After about 150 stories on the Morris case and other unsolved crimes of the 1960s, the determinedly modest Nelson has arrived as a star among a small cadre of civil rights “cold case” reporters. He’s been embraced by the national media and a Canadian filmmaker. He gladdens the hearts of all journalists who still believe that one person with the right focus can change the world, if only a little.
Nelson, 55, will talk about all that if you ask him. But he would rather load you in his old silver Mercury Grand Marquis and drive you past the Shamrock Motel, the spot where a notoriously violent Klan set, the Silver Dollar Group, used to hatch its plans, or cruise the route sheriff’s deputies took out of town late the night of Dec. 10, 1964, strangely just before men would set Frank Morris’ shoe store ablaze.
When Nelson parks alongside the concrete slab where Morris’ modest shop used to stand, he wonders about a lot of things. Did the killers use a match? Or did they light a wick atop a jug of gasoline? Did Morris, a successful businessman who fixed shoes for both black and white, have any idea who had come after him? The journalist goes over it again and again.
“I can’t get it out of my mind. I cannot,” said Nelson. “How in God’s name can one human being do this to another?”
Nelson grew up in a neighboring parish. He was 9 at the time of the Morris killing. A child, the strife and anger of that time didn’t really enter his life. But some grown-ups, then and now, purposefully turned away.
“Sometimes folks don’t want to look in the mirror because they are scared to death of what they might see,” said Sam Hanna Jr., whose family took over the Sentinel not long after the Morris killing and has supported Nelson’s digging into the past.
As editor of the Sentinel and head of a news staff of three, Nelson for decades tended to local government, public works, historical features and business in a challenged community, where the healthiest-looking storefronts belong to Jo Jo’s Drive-Thru Daiquiris and the parish work release office.
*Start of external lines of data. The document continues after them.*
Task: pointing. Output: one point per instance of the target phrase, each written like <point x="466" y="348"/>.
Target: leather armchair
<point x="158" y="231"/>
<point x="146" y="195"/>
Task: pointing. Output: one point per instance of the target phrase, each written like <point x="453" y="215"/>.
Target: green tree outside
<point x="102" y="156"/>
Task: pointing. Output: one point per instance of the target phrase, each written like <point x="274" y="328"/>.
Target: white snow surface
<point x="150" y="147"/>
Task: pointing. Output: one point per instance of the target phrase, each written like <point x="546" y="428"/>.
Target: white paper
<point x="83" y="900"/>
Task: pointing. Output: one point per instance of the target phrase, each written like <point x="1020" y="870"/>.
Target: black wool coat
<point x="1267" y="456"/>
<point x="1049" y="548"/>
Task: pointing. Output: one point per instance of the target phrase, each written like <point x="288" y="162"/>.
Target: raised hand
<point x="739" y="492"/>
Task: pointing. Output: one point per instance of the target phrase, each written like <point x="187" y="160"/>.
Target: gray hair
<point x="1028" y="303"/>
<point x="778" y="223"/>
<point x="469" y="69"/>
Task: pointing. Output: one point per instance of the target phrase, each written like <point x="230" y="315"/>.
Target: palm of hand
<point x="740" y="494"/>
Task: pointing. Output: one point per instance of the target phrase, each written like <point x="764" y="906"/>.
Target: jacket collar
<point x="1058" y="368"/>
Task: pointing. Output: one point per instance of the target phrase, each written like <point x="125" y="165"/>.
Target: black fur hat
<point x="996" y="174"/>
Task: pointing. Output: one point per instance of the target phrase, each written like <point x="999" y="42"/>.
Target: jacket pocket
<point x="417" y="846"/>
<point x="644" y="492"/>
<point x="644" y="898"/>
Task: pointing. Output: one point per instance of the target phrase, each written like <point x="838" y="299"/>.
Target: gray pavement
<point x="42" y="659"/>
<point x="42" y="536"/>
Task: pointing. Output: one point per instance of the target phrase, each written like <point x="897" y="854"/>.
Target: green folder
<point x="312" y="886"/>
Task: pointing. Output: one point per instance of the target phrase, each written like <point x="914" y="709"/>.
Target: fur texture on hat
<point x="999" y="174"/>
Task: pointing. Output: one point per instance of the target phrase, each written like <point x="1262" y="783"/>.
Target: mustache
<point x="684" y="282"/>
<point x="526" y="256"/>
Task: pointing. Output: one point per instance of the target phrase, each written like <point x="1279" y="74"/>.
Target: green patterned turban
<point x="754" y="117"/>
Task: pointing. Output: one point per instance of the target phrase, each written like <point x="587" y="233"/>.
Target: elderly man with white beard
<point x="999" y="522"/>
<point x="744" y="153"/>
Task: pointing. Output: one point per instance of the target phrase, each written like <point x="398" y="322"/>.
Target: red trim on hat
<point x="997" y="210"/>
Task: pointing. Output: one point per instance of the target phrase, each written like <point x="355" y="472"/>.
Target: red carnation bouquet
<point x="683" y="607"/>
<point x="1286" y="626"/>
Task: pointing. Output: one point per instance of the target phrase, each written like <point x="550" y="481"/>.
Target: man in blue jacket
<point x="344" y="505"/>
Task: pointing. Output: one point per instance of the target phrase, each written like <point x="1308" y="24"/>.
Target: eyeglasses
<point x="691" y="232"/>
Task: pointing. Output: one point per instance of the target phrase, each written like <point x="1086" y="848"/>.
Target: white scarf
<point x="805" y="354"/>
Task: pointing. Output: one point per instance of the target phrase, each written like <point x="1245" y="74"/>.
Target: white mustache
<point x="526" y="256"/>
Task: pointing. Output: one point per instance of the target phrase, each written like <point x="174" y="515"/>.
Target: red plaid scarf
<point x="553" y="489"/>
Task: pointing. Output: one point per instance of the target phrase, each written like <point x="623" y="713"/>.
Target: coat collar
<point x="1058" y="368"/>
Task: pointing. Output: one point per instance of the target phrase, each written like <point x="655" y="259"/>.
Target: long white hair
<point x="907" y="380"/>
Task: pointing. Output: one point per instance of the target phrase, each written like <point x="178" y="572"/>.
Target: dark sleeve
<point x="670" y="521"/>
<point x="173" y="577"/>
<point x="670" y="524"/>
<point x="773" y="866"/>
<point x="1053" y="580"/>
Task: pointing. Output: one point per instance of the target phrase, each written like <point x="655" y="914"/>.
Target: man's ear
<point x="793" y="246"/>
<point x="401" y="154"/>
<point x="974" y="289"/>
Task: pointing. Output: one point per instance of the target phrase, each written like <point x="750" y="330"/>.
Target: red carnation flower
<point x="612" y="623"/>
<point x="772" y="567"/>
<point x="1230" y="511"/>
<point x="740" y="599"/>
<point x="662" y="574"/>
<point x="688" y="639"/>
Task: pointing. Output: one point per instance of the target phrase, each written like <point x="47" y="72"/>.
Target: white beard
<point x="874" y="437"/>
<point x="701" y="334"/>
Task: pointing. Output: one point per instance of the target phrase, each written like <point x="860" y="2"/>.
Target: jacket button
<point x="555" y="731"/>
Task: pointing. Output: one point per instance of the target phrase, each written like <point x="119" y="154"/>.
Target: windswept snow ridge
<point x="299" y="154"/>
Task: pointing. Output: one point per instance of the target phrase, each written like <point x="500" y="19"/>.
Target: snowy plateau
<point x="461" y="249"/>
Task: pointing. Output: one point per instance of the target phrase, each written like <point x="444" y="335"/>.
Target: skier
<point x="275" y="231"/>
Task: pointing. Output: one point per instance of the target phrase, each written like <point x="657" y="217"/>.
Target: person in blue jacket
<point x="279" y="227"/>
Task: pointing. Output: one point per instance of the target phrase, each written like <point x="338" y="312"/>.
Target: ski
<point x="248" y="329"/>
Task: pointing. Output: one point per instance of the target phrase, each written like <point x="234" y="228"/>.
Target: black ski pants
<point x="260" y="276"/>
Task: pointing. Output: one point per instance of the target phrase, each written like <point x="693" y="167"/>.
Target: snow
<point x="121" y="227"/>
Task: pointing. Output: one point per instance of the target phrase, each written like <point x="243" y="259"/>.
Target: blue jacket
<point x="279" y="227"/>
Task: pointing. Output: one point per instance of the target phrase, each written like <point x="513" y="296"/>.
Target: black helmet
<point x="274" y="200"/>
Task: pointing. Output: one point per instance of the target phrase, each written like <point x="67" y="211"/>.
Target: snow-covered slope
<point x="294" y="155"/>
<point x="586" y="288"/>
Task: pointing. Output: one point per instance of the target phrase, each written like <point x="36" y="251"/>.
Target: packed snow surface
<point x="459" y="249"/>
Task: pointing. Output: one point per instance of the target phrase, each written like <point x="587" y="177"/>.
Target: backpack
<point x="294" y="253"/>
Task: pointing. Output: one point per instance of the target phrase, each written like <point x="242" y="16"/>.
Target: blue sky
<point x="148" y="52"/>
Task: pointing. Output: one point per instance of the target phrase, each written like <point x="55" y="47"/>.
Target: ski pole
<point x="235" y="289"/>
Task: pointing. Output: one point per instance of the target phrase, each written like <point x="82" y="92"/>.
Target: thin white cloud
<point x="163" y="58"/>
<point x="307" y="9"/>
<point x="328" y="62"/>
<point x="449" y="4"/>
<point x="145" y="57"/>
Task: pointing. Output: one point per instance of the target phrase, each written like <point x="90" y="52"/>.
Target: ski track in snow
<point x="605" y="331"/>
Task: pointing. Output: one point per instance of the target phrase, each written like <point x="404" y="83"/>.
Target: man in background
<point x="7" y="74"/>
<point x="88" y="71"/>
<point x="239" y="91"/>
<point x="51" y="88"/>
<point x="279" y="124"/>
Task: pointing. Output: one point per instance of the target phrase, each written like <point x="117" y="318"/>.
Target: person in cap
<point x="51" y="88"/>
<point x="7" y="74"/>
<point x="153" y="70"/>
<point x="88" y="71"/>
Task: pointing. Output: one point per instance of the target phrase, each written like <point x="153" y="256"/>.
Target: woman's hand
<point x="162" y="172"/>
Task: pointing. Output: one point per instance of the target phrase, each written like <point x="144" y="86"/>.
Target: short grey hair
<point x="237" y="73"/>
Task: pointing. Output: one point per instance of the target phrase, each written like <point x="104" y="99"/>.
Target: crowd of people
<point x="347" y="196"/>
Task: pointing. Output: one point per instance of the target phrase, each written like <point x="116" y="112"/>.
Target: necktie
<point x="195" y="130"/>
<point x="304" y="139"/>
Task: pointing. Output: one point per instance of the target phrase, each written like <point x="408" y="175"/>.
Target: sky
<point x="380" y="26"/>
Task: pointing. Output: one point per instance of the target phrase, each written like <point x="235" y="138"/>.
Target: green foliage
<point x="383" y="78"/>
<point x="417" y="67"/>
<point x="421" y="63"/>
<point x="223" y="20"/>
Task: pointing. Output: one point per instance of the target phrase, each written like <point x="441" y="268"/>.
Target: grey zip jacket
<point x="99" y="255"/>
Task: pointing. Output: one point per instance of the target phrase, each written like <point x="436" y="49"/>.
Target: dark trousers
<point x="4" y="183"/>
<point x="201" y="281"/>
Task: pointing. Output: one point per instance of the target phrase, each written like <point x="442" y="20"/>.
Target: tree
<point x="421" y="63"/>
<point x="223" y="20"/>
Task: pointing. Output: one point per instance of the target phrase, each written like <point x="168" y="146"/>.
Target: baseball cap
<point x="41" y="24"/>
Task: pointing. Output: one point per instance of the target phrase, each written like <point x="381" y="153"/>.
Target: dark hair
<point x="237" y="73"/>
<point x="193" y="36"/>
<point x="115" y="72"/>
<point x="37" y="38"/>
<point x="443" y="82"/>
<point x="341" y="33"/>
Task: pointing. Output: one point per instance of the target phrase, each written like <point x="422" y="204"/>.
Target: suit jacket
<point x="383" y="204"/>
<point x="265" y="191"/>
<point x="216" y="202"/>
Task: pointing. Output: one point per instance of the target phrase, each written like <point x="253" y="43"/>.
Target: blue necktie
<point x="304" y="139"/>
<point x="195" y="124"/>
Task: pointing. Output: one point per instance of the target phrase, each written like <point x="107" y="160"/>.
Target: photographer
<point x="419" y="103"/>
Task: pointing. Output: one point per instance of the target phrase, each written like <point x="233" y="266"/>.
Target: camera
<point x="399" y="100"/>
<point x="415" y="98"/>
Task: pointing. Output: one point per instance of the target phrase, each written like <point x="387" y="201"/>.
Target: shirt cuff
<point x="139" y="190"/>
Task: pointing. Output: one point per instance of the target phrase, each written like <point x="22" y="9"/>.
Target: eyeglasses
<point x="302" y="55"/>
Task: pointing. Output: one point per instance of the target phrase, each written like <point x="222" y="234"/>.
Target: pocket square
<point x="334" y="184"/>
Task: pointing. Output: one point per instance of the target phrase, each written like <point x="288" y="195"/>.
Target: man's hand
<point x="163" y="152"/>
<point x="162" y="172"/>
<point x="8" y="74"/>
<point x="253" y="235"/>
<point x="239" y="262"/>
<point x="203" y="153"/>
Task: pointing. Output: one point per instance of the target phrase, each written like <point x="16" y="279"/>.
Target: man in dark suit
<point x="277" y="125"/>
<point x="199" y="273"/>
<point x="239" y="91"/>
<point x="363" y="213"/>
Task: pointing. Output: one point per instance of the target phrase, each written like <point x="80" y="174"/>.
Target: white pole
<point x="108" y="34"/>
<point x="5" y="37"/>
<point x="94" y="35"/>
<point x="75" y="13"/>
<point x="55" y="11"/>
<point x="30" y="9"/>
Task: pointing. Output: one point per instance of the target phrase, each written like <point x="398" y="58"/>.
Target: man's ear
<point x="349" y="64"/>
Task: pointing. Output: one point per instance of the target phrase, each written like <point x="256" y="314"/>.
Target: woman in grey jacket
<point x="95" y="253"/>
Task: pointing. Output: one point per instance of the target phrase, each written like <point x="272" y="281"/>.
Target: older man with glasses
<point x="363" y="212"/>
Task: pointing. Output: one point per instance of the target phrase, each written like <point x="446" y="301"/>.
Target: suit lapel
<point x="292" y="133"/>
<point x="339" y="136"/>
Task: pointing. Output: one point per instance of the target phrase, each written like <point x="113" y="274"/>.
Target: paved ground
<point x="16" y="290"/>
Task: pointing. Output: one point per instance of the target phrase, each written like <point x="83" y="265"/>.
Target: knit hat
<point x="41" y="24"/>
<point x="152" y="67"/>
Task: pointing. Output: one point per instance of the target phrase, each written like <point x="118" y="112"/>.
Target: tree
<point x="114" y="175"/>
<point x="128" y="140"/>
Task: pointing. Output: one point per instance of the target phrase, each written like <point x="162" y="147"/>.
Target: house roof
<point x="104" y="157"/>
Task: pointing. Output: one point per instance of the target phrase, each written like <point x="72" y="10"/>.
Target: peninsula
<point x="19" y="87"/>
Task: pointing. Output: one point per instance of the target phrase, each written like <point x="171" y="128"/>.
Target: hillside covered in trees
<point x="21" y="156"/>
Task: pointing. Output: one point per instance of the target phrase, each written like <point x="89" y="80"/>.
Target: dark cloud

Nelson had never been particularly political, though he had a vague notion he wanted to do something bigger. His time came in February 2007, when the FBI published a list of unsolved civil rights slayings. Morris’ killing was listed. So were other atrocities, like the death of Wharlest Jackson, his car bombed in 1967 after he had the audacity to take a supervisor’s job at the Armstrong Tire & Rubber plant across the river in Natchez.
“Sometimes something falls into your lap,” Nelson said, “and you realize how important it is and that it deserves your full attention.”
In more than 30 years working at Hanna newspapers, he had learned the local police knew “everything.” So he started with them, drawing up a list of 30 law enforcement officials, mostly retired. He began tracking them down, one by one. A lucky meeting with a Syracuse University law professor, who came to town writing a history, led to her getting the school to help root out archived records from the FBI and a key House committee.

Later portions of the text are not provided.